Not only is it portable, the underlying technology is able to produce long reads (1Mb) as compared to the current status quo of short reads (100 ~ 300 bp).

However it suffers from a high sequencing error rate.

The objective of this project is to apply deep neural network models to improve upon the base calling procedure.
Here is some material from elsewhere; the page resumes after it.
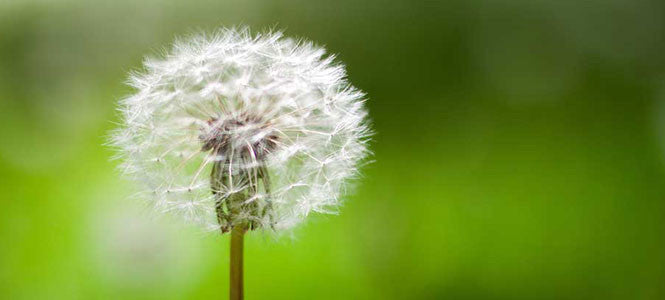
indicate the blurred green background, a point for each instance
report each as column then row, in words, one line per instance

Initial models were based on Hidden Markov Models (HMMs) however several deep neural network implementations have already been published; DeepNano (RNN) (Boža et al 2017), Chiron (CNN + RNN) (Teng et al 2017).

The problem of base calling in computational biology runs parallel to machine translation in natural language processing (NLP) as both fields attempt to translate one sequence to another sequence.

Hence we can try to use cross-pollinate methods from both sides and see the results from this experiment.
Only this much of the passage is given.